自分のやってることを冷静に見つめすぎた。
そうでありたい。
もう考えるのはやめよう。
バカらしくてもうまくいけばいいんだ。
そうだ、黒宮に取り入れ。
アホくさい、こんなことで?
もう既に飽きてるんじゃないか。
それにリスクが高すぎる。
うんざりしてきた。
でも今更やめてもなんのリターンもない。
今までなんのためにこんな茶番を進めてきた?
「あいつらを守る力が欲しいからだよ……」
そうだ、これはいつもと同じ、無茶して取りに行く仕事のようなもの。
大丈夫だ、戻ってきた。
櫻井は確認を行って、風呂場から上がった。
部屋に戻ると、武上は身なりを整えて直立のままスマートフォンを操作していた。
「……あの、あまり綺麗な部屋じゃないですけど、どうぞ寛いでください」
着席を促すのに、今更随分よそよそしくなってしまう。
武上はチラリと櫻井を見たあと、スマートフォンを胸ポケットにしまった。
「おそれいります」
武上はスッとその場で胡坐になる。しかしどうにも姿勢が堅苦しく、武士の作法のようだった。
全裸にバスタオル姿の櫻井と向かい合わせになる形で、武上は頭を上げた。
「ひとつ、確認をいただきたいことがあります」
「はい?」
「本日はこちらに泊めていただいてよろしいでしょうか」
「……はい?」
なんの悪ふざけかと櫻井は思ったが、武上は櫻井の顔を真っすぐ見据えたまま言葉を続けた。
「開発の予定日は明日であったところを、櫻井さんからの提案で今夜に繰り上げいたしました。
こちらに泊めていただければ、起床時から即行えると思い提案しました。
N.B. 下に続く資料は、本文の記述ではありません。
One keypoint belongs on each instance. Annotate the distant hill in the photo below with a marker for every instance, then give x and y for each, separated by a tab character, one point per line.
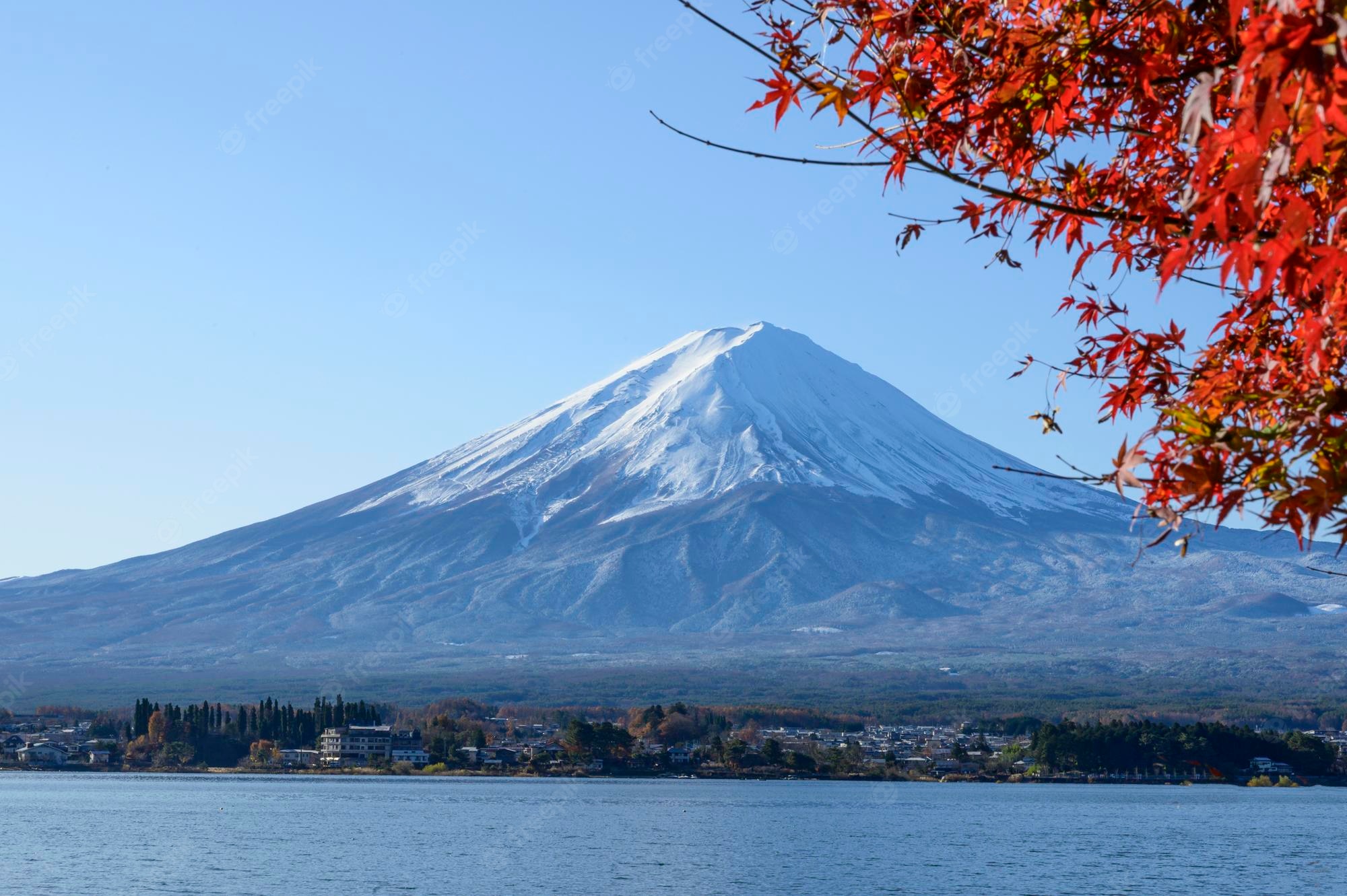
739	498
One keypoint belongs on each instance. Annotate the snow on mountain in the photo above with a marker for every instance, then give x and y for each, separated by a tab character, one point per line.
723	408
743	483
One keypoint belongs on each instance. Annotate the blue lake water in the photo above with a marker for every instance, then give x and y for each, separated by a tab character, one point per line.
236	835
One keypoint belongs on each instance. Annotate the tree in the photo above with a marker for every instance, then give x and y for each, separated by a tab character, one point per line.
157	728
1201	141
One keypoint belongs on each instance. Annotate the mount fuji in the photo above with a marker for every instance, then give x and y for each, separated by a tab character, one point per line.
740	495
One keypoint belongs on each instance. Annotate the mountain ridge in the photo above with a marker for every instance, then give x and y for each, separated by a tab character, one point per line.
737	493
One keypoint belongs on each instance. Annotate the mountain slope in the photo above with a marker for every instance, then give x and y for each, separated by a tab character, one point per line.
739	489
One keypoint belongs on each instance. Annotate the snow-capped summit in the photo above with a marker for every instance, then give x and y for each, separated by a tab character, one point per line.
719	409
743	482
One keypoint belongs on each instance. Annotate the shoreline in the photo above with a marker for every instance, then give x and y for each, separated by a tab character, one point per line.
728	777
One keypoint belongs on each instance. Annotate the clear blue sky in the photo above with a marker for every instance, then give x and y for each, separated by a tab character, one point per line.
251	314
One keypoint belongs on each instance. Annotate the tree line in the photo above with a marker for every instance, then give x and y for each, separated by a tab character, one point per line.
1147	746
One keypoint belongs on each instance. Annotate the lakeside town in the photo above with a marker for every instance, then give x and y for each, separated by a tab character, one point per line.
464	738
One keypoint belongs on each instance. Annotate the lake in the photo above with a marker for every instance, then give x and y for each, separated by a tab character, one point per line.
236	835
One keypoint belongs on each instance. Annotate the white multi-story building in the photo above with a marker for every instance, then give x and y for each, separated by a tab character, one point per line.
362	745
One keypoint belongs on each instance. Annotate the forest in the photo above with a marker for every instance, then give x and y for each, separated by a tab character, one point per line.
1220	750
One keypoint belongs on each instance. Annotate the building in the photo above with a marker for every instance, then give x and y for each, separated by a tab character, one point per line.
366	745
44	754
298	758
13	745
406	747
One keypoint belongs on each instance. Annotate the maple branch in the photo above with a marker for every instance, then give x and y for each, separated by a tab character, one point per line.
1047	475
768	155
917	160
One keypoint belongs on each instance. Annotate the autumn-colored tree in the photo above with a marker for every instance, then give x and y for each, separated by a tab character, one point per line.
1198	141
263	753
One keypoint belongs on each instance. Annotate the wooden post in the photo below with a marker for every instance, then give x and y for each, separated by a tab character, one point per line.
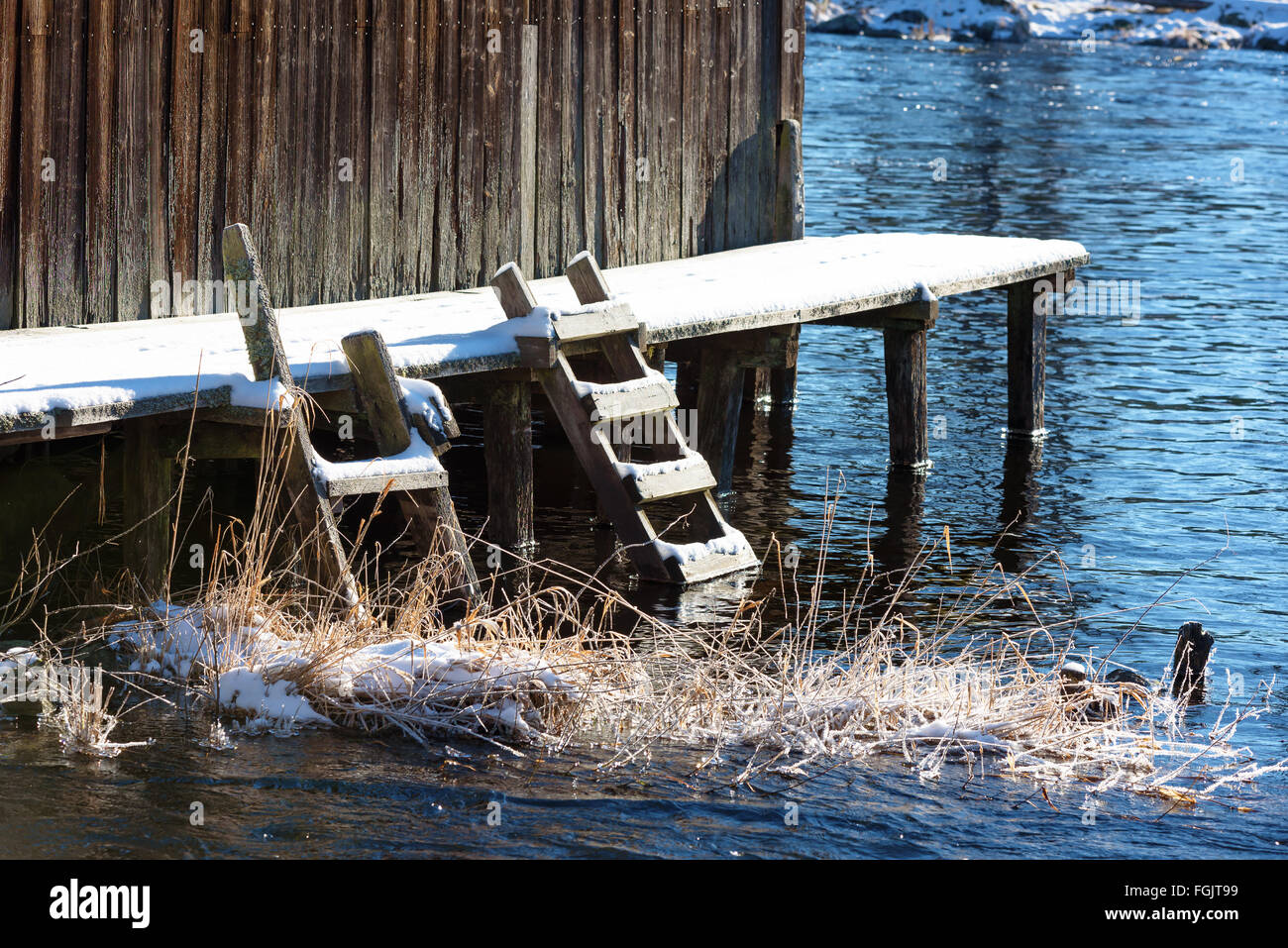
528	150
782	378
906	397
382	401
149	488
507	451
719	410
790	191
1189	660
507	434
310	509
756	389
1025	357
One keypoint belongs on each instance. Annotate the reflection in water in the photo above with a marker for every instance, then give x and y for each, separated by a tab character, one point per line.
1020	487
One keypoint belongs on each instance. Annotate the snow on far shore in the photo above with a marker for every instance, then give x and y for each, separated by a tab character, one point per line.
1222	24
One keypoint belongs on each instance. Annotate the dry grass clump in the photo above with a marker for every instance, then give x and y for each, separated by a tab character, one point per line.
562	661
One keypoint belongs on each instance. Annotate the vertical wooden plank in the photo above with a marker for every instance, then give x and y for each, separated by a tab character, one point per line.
147	492
338	166
1025	359
751	145
158	133
9	44
210	205
65	218
647	134
720	382
430	141
407	263
34	193
550	134
184	150
527	193
592	50
309	277
627	235
500	47
572	231
507	454
513	158
101	163
794	60
384	146
469	147
133	296
449	183
279	240
906	397
263	197
719	37
694	130
360	189
609	138
789	196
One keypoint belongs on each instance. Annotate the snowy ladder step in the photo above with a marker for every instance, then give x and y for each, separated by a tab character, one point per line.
649	395
588	411
408	467
355	484
666	479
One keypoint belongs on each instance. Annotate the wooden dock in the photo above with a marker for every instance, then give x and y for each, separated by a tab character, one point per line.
384	154
715	316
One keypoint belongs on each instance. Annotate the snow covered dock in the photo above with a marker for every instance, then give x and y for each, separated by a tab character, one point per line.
94	375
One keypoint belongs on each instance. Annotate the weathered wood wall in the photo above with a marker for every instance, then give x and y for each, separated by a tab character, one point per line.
376	147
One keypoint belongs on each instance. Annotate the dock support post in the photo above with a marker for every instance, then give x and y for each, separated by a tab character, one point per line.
790	191
149	488
782	378
719	410
507	453
906	397
1026	307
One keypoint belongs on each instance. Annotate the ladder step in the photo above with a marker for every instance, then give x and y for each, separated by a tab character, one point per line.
375	483
698	562
600	320
623	399
649	481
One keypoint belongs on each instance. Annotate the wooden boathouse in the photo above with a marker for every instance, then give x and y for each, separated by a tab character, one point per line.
387	176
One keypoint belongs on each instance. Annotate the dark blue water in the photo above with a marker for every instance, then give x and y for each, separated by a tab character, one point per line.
1167	445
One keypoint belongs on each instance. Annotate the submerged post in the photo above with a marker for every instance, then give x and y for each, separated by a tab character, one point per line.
1026	307
1189	662
149	487
720	381
906	397
507	434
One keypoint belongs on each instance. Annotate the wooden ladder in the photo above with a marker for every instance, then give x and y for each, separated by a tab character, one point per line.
407	468
589	410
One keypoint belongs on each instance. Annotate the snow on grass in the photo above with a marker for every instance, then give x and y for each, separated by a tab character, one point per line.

いかがでしょうか」
「それは……どうでしょうね」
これも今、黒宮と連絡して決めたことか?こちらの反応をうかがうのが魂胆なんだろうか。
「泊まってもらっても構わないんですけど……布団これしかないんですよね」
櫻井はそれまで愛撫が行われ、ローションや汗で湿った布団を指した。
「お気づかいなく。指定された場所で眠ります」
「……便所で寝ろと言っても?」
「問題ありません」
「いや、俺が困ります」
櫻井は諦め気味にため息を吐いた。どうやら泊まる気は本当にあるようだ。
「その布団で良ければ使ってください、シーツだけ換えるんで」
「櫻井さんの寝場所は」
「俺は椅子でも寝れるんで。シャワーも使いますよね?」
櫻井はクローゼットからバスタオルを取って渡して、自分のパンツも取り出し履いた。
「俺が椅子で寝ます」
「ん?いや、いいですよ。あ、そこがイヤなら別ですけど」
「突然申し出て、布団まで取ってしまっては申し訳ないので。……シャワーをお借りします」
「はぁ」
背中を見送りながら、これだけ図々しいことしておいて何を今更……とも思った。
しかし、そのお気遣いには甘えておこう。正直、寝そべってゆっくり休みたいくらいには疲れている。